You already know that family history can play a role in your health. You may even have made a family medical history to share with your doctor so that they can work with you to reduce your disease risk. Genetics certainly does play an important role in determining our health and forecasting potential health risks.

There is another layer to the whole health and heritability thing, though. Epigenetics is the study of whether or not inherited genes are expressed, and it could provide powerful information about disease risk and prevention. Epigenetics deals largely with the effect of environmental factors on whether or not particular genes are expressed in the individuals that have inherited them.

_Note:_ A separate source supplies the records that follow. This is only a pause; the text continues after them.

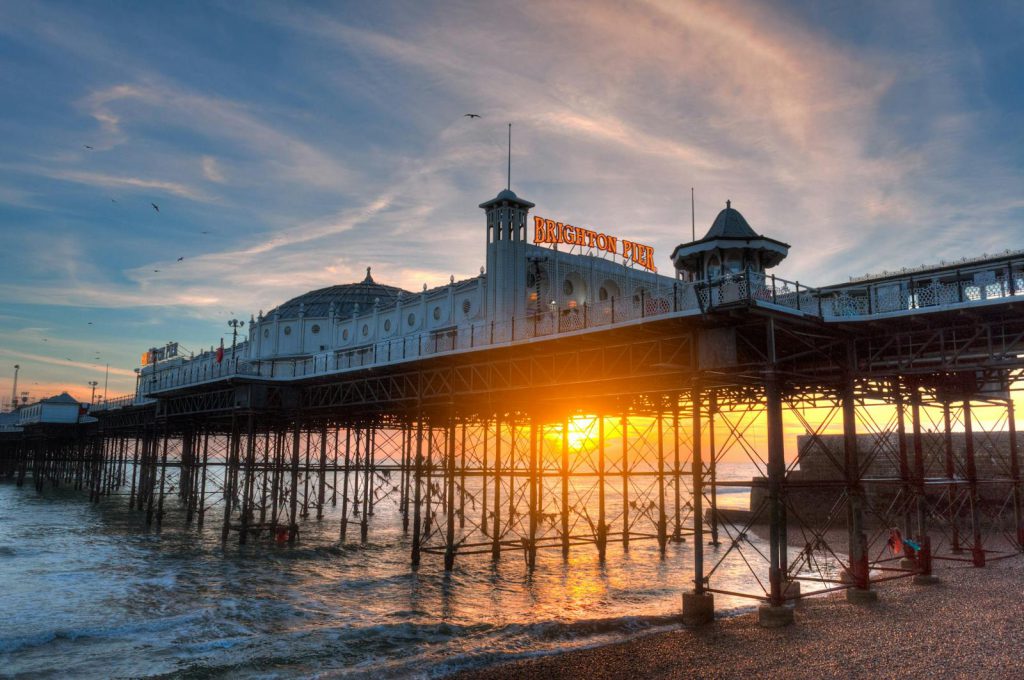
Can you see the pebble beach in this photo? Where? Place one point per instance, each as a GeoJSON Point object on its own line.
{"type": "Point", "coordinates": [971, 624]}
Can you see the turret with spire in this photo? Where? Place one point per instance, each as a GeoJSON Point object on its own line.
{"type": "Point", "coordinates": [729, 247]}
{"type": "Point", "coordinates": [506, 216]}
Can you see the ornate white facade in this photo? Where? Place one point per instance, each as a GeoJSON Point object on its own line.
{"type": "Point", "coordinates": [529, 293]}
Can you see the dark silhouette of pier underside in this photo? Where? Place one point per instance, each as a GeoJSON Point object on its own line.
{"type": "Point", "coordinates": [613, 434]}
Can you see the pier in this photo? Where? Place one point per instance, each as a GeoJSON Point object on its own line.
{"type": "Point", "coordinates": [569, 426]}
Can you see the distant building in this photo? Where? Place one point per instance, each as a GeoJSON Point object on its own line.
{"type": "Point", "coordinates": [62, 409]}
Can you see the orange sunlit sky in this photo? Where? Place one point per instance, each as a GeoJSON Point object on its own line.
{"type": "Point", "coordinates": [289, 146]}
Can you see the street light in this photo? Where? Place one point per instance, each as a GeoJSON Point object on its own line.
{"type": "Point", "coordinates": [13, 390]}
{"type": "Point", "coordinates": [236, 325]}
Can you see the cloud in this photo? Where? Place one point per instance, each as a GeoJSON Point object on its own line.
{"type": "Point", "coordinates": [211, 169]}
{"type": "Point", "coordinates": [214, 120]}
{"type": "Point", "coordinates": [41, 358]}
{"type": "Point", "coordinates": [100, 179]}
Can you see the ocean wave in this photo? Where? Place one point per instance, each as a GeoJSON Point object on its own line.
{"type": "Point", "coordinates": [130, 629]}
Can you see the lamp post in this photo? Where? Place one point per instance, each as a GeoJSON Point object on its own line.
{"type": "Point", "coordinates": [236, 325]}
{"type": "Point", "coordinates": [13, 389]}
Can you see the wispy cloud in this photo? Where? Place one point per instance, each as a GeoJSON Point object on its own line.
{"type": "Point", "coordinates": [211, 169]}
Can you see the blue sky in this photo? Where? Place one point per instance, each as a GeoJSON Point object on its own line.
{"type": "Point", "coordinates": [291, 145]}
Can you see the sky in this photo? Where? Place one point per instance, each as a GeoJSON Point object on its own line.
{"type": "Point", "coordinates": [290, 145]}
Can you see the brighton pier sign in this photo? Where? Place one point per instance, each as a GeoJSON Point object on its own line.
{"type": "Point", "coordinates": [550, 231]}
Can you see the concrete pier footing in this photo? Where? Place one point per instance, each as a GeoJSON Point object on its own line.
{"type": "Point", "coordinates": [792, 593]}
{"type": "Point", "coordinates": [698, 608]}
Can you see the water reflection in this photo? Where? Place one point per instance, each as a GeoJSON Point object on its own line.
{"type": "Point", "coordinates": [88, 591]}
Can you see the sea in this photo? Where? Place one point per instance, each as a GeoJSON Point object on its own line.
{"type": "Point", "coordinates": [87, 591]}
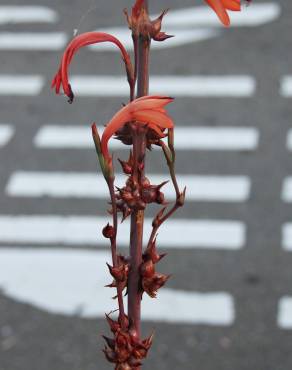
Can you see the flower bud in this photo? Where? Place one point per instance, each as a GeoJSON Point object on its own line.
{"type": "Point", "coordinates": [147, 269]}
{"type": "Point", "coordinates": [108, 231]}
{"type": "Point", "coordinates": [160, 198]}
{"type": "Point", "coordinates": [127, 169]}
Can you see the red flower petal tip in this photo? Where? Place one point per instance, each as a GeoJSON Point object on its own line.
{"type": "Point", "coordinates": [220, 7]}
{"type": "Point", "coordinates": [148, 110]}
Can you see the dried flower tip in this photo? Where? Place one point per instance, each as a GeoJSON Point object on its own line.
{"type": "Point", "coordinates": [127, 169]}
{"type": "Point", "coordinates": [108, 231]}
{"type": "Point", "coordinates": [147, 269]}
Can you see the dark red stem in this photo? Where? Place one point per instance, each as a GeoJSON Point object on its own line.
{"type": "Point", "coordinates": [137, 218]}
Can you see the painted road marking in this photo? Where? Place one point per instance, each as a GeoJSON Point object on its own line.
{"type": "Point", "coordinates": [183, 86]}
{"type": "Point", "coordinates": [21, 85]}
{"type": "Point", "coordinates": [32, 41]}
{"type": "Point", "coordinates": [86, 230]}
{"type": "Point", "coordinates": [284, 318]}
{"type": "Point", "coordinates": [92, 185]}
{"type": "Point", "coordinates": [287, 190]}
{"type": "Point", "coordinates": [189, 25]}
{"type": "Point", "coordinates": [286, 86]}
{"type": "Point", "coordinates": [287, 236]}
{"type": "Point", "coordinates": [186, 138]}
{"type": "Point", "coordinates": [27, 14]}
{"type": "Point", "coordinates": [72, 283]}
{"type": "Point", "coordinates": [6, 133]}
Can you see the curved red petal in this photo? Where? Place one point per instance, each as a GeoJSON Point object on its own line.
{"type": "Point", "coordinates": [78, 42]}
{"type": "Point", "coordinates": [234, 5]}
{"type": "Point", "coordinates": [154, 117]}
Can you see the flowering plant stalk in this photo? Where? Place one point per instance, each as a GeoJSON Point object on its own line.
{"type": "Point", "coordinates": [142, 123]}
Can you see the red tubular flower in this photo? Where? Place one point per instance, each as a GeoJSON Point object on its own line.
{"type": "Point", "coordinates": [88, 38]}
{"type": "Point", "coordinates": [148, 110]}
{"type": "Point", "coordinates": [220, 7]}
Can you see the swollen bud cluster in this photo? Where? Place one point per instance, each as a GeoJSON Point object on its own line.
{"type": "Point", "coordinates": [124, 350]}
{"type": "Point", "coordinates": [134, 195]}
{"type": "Point", "coordinates": [140, 23]}
{"type": "Point", "coordinates": [151, 280]}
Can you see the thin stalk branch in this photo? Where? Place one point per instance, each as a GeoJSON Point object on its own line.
{"type": "Point", "coordinates": [113, 240]}
{"type": "Point", "coordinates": [161, 216]}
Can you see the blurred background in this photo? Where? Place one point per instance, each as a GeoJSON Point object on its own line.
{"type": "Point", "coordinates": [228, 305]}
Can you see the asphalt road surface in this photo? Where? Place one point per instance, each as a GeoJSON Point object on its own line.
{"type": "Point", "coordinates": [228, 305]}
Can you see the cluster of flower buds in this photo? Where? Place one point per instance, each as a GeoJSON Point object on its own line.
{"type": "Point", "coordinates": [124, 349]}
{"type": "Point", "coordinates": [134, 195]}
{"type": "Point", "coordinates": [151, 280]}
{"type": "Point", "coordinates": [140, 23]}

As part of understanding epigenetics, it is important to understand that the term “environmental factors” encompasses far more than things like pollutants and chemical exposures. It includes everything from a parent’s age at the birth of their child to the food you eat and just about everything else besides genetic mutations. While epigenetics can be a very complex topic – I have a little bit of a background in biology and could not even make sense out of the Wikipedia definition – the underlying message is that your genes alone do not seal your fate. Certain risk factors may play more of a role than others in whether a person develops a specific health condition, and that information could help people who are at risk for developing that condition to determine what they can do to decrease their risk of developing it.

Now that you know a little about what epigenetics is, you can understand how it can give hope to people whose family histories contain genes that they fear may affect them later in life. For example, I recently learned that a study about epigenetics and breast cancer is now underway. Hopefully that study will provide some information about how breast cancer works and how it can be prevented.